Riveting as it may sound, this is not the premise of the next dystopian blockbuster starring Timothée Chalamet (although Mad Max: Gas Wars does have a nice ring to it). In a nutshell, this is the reality that electric-vehicle owners face today: A world where charging is remarkably seamless for people who drive a Tesla and often frustrating for everyone else.

The Tesla Model Y electric SUV.

The Tesla Model Y.

Tim Levin/Insider


Using one of Tesla’s Supercharger stations for the first time illustrated just how effortless filling up one of Elon Musk’s vehicles is compared to other electric cars. While non-Tesla owners rely on a patchwork of charging providers — all with their own phone apps, memberships, and costs — Tesla drivers enjoy exclusive access to the easy-to-use Supercharger network.

Superchargers are plentiful, simple to find, straightforward to operate, and may be the best reason to choose a Tesla over a competitor.

finding the station

EV owners mostly charge at home in their garages, but every so often one needs to plug in during a longer trip or while out and about. That’s where Superchargers and other DC fast-charging stations come in.

Tesla has been building out its Supercharger network since 2012 and has some 1,500 stations in the US, more than any other charging company. Finding Superchargers in a Tesla takes just a few taps of its iPad-like screen. When the time came to charge the Model YI was testing, I clicked a lightning-bolt icon on the map to browse nearby chargers, filtered for the most powerful plugs, and navigated to one that had stalls available.

The Tesla Model Y electric SUV.

The Tesla Model Y.

Tim Levin/Insider


Other electric cars have similar features, but their interfaces aren’t nearly as user-friendly as Tesla’s. Plus, since other car brands pull data from outside charging networks, they don’t always provide accurate information about charger availability. Owners often swipe through multiple different phone apps to find plugs.

The Tesla Model Y electric SUV.

The Tesla Model Y.

Tim Levin/Insider


Conveniently, the Model Y indicated what level of charge I’d have when I arrived at my destination. And around 20 minutes away from the station, the SUV started getting its battery pack to the optimal temperature for fast charging, which not all EVs do.

The charging experience

After pulling up to an open Supercharger stall in the back of a gas station, I grabbed a charging cord from its dock, noting how much lighter and sleeker it was than the ones I’m accustomed to. (Tesla has a proprietary connector that’s more compact than the standard.)

I held it near the back left corner of the Model Y, clicked a button on top of the handle, and a flap popped open revealing the car’s charging port. Pretty neat.
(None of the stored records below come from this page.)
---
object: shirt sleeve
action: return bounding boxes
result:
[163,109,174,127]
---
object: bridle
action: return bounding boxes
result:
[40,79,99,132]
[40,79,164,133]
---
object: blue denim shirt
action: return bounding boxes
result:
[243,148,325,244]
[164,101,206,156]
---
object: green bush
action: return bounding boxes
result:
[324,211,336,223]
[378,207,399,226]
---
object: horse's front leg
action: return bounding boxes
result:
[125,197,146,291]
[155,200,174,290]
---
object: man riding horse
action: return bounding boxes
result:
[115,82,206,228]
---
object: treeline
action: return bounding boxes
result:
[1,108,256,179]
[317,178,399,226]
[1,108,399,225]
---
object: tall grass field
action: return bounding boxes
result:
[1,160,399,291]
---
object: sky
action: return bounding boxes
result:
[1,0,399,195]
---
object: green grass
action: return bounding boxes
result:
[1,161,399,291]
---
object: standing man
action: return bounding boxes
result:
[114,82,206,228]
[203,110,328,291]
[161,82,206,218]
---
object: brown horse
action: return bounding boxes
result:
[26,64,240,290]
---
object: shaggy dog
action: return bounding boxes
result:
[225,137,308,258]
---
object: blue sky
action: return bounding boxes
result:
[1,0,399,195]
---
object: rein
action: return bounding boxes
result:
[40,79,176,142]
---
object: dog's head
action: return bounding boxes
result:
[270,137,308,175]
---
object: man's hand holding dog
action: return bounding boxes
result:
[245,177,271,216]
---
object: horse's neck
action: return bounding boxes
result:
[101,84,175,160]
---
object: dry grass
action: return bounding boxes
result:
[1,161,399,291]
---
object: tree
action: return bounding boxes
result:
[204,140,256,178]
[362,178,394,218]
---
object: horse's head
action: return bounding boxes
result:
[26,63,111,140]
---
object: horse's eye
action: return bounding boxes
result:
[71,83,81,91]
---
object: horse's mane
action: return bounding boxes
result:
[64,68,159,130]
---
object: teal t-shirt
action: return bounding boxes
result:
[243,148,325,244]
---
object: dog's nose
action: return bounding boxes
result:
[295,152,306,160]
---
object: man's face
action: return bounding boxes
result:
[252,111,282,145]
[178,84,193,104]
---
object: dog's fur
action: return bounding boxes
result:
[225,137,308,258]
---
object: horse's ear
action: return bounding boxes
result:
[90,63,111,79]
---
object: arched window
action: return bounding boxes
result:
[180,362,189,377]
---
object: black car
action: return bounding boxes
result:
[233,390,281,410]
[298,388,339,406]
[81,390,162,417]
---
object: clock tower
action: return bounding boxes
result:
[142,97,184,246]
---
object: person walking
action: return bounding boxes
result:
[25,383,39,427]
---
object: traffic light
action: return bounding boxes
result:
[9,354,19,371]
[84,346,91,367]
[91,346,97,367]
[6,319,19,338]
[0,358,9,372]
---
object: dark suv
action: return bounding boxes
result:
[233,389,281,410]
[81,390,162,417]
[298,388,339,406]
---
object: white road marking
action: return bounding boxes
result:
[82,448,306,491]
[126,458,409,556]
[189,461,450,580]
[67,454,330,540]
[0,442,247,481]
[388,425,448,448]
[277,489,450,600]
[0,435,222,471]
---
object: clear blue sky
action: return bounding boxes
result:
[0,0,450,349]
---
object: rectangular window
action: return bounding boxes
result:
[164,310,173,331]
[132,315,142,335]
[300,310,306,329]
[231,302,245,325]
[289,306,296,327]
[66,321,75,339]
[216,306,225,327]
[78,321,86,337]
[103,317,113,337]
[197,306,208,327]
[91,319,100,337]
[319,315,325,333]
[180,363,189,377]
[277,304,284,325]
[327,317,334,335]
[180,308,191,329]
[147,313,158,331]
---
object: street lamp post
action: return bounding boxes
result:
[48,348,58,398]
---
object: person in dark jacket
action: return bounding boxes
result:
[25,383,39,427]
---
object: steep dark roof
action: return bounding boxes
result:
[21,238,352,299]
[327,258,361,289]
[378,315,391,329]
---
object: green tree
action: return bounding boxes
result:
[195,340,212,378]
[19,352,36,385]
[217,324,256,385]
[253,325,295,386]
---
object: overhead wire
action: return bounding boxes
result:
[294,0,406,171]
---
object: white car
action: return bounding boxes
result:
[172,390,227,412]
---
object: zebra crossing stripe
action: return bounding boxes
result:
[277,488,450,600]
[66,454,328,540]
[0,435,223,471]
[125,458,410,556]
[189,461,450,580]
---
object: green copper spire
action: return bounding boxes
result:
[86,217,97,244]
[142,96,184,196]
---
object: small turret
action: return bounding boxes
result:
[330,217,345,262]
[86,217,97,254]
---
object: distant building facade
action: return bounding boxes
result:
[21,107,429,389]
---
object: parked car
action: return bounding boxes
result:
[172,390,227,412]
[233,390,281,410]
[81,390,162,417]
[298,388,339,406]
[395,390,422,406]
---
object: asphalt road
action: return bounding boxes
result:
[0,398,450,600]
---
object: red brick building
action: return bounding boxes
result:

The Tesla Model Y electric SUV.

The Tesla Model Y.

Tim Levin/Insider


Within five seconds of sticking the connector in, the Model Y was charging. Afterward, Tesla billed the credit card on file. Things aren’t always this quick and easy.

In the past, I’ve had to activate charging in an app, swipe my credit card multiple times, or unplug a car and start all over again because of some glitch. The experience isn’t always bad, and sometimes everything works. But the well-documented clunkiness of public charging plugs can present a real hassle — and it’s consistently cited as one of the biggest barriers to more widespread EV adoption.

The Tesla Model Y electric SUV.

The Tesla Model Y.

Tim Levin/Insider


Slowly but surely, charging is becoming more convenient across the board. An increasing number of carmakers are adopting the Plug and Charge protocol, which aims to replicate Tesla’s no-fuss model. The Biden Administration is handing out $5 billion to shore up the nation’s charging infrastructure and standardize the user experience. Tesla is experimenting with opening its network to outsiders.

We’ll have to wait and see how that all pans out. For now, Tesla is way ahead of the pack.